第3章は「量」ではなく「順番」で攻略する

登録販売者試験の受験者が最も苦戦するのが第3章「主な医薬品とその作用」です。

全120問中40問(約33%)を占める最重要科目で、かぜ薬・鎮痛薬・胃腸薬・漢方薬など、幅広い医薬品の成分名と作用を覚える必要があります。

難しいのは「量が多い」からだけではありません。**「どこから手をつければいいかわからない」**まま勉強を始めてしまうことが、挫折の一番の原因です。

第3章は、正しい順番と方法で取り組めば必ず攻略できます。

薬剤師の視点から 薬剤師国家試験でも同じですが、医薬品の成分名は「丸暗記」しようとすると必ず行き詰まります。成分名には法則があります。例えば「〜フェナジン」「〜ジン」という語尾を持つ成分は抗ヒスタミン薬が多い、「〜テイン」がつく成分はキサンチン系が多い、といった具合です。語尾のパターンを意識するだけで、記憶の定着が全然違います。現場でも毎日触れているので実感しています。


第3章の出題構成を把握する

まず第3章で何が出るかを整理しておきましょう。

カテゴリ主な内容
かぜ薬・解熱鎮痛薬解熱成分・抗ヒスタミン成分・鎮咳成分など
胃腸薬・整腸薬制酸成分・消化酵素・生薬成分など
鎮咳去痰薬鎮咳成分・去痰成分・気管支拡張成分
内服アレルギー用薬抗ヒスタミン成分・抗炎症成分
眼科用薬・鼻炎薬充血除去成分・抗炎症成分
皮膚薬・外用薬殺菌消毒成分・ステロイド成分
漢方処方製剤・生薬漢方薬の適応・構成生薬
その他禁煙補助剤・ビタミン剤・検査薬など

これだけ見ると多く感じますが、成分名には共通パターンがあるので、グループごとにまとめて覚えるのが効率的です。


成分名を効率よく覚える3つのコツ

コツ① 語尾・語頭のパターンを覚える

成分名には共通する語尾・語頭のパターンがあります。これを知っているだけで、見慣れない成分名でも「どの種類の薬か」が推測できます。

パターン主な薬効
〜ミン(クロルフェニラミン等)抗ヒスタミン薬
〜テイン(テオフィリン等)キサンチン系・気管支拡張
〜フェン(イブプロフェン等)解熱鎮痛薬
カフェイン系中枢興奮・解熱鎮痛補助
〜コール(メントール等)清涼感・局所作用

全部覚えようとしなくて大丈夫です。 よく出るパターンを5〜10個把握するだけで、試験での「なんとなく感」がなくなります。

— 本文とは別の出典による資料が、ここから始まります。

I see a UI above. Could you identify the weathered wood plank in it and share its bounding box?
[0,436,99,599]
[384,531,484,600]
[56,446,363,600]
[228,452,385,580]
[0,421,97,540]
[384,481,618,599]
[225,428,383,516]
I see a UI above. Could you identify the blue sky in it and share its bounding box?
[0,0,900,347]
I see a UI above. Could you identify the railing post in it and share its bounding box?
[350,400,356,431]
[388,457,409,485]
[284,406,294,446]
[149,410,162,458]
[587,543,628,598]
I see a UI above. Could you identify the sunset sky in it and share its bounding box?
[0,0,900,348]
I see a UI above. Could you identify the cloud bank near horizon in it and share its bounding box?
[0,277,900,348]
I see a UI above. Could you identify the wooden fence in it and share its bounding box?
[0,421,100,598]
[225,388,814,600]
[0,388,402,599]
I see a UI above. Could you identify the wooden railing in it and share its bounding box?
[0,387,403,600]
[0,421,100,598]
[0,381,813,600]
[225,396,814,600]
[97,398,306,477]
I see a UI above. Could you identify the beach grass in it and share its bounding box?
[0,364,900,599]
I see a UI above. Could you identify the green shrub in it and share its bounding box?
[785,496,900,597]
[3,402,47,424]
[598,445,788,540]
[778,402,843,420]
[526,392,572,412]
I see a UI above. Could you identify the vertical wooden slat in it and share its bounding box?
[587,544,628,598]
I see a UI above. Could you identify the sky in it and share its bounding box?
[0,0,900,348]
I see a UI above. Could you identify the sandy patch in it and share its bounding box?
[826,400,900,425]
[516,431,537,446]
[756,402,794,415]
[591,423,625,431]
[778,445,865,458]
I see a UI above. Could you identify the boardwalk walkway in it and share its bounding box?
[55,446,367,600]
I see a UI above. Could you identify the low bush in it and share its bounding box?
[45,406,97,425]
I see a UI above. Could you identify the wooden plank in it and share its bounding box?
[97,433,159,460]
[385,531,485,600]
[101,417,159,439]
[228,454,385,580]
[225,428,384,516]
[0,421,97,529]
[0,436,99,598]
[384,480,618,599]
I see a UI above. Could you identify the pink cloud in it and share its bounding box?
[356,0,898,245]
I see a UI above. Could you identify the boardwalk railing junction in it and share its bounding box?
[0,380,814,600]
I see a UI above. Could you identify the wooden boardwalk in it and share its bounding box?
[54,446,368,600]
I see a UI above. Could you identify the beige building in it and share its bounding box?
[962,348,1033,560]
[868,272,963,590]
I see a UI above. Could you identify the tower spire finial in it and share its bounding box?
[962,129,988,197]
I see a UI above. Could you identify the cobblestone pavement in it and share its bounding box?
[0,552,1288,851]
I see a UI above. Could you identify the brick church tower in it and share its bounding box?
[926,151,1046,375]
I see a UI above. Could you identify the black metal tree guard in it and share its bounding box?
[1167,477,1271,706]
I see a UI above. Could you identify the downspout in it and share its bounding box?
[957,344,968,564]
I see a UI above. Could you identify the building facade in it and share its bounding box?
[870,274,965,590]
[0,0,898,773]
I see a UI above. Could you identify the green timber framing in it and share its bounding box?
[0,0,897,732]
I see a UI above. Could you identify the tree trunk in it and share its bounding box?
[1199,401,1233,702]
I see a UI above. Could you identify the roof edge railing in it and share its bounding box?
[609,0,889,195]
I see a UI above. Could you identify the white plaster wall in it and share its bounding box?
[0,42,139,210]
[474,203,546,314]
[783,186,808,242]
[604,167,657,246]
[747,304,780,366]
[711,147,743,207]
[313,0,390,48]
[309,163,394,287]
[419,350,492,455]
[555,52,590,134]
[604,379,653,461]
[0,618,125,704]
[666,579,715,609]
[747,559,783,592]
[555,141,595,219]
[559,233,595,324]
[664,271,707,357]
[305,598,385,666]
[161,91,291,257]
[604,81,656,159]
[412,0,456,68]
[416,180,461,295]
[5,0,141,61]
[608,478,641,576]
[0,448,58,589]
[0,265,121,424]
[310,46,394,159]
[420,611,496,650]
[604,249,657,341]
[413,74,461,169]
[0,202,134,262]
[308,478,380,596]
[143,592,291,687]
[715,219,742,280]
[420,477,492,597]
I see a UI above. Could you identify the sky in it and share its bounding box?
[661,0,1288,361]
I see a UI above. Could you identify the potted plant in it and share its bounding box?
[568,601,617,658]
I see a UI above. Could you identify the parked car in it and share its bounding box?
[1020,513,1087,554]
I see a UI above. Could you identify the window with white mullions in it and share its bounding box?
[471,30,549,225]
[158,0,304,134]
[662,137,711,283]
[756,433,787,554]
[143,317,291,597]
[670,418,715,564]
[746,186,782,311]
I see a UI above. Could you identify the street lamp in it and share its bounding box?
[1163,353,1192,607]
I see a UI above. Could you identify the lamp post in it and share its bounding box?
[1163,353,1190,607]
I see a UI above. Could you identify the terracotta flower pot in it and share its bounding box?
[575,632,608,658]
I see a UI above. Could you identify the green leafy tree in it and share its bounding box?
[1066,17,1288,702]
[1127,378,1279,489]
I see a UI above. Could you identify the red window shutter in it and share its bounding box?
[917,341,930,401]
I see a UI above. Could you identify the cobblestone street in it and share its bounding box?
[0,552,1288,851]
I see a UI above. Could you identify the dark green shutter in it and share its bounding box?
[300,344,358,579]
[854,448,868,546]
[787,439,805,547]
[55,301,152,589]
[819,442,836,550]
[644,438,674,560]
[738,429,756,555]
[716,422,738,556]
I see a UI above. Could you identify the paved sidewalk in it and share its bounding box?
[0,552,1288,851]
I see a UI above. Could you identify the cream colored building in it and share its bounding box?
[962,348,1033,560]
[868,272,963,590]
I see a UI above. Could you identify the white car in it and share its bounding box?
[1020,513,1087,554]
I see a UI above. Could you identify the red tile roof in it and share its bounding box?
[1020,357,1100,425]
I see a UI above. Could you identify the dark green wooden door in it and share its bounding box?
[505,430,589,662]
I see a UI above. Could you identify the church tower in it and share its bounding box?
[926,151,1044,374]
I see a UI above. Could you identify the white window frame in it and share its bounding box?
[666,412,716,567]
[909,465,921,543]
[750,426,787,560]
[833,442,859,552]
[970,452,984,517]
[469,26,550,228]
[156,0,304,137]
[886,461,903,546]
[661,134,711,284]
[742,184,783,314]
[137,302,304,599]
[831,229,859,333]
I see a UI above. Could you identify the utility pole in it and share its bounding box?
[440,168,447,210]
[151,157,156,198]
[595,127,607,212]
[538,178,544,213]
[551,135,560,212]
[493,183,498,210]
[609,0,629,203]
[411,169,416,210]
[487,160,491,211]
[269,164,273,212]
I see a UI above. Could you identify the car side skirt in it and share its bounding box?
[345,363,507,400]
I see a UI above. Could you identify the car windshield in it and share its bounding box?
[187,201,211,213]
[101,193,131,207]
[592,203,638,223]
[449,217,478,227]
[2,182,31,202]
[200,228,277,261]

コツ② カテゴリ(薬の種類)ごとに小分けにして覚える

「第3章を一気にやろう」は失敗の原因です。

「今日はかぜ薬だけ」「今日は胃腸薬だけ」と範囲を決めて、1カテゴリずつ丁寧に攻略する方が記憶に残ります。

1カテゴリを終えたら必ずその範囲の過去問を解く、というサイクルを繰り返すのが最短ルートです。

コツ③ 実際のドラッグストアの薬で確認する

成分名をテキストで眺めているだけでは、なかなかイメージが掴めません。

ドラッグストアで実際の市販薬のパッケージを手に取り、成分表示を確認してみましょう。「ロキソニンSにはロキソプロフェンが入っている」「パブロンにはアセトアミノフェンが入っている」といった具合に、実物と成分名がつながると記憶が定着しやすくなります。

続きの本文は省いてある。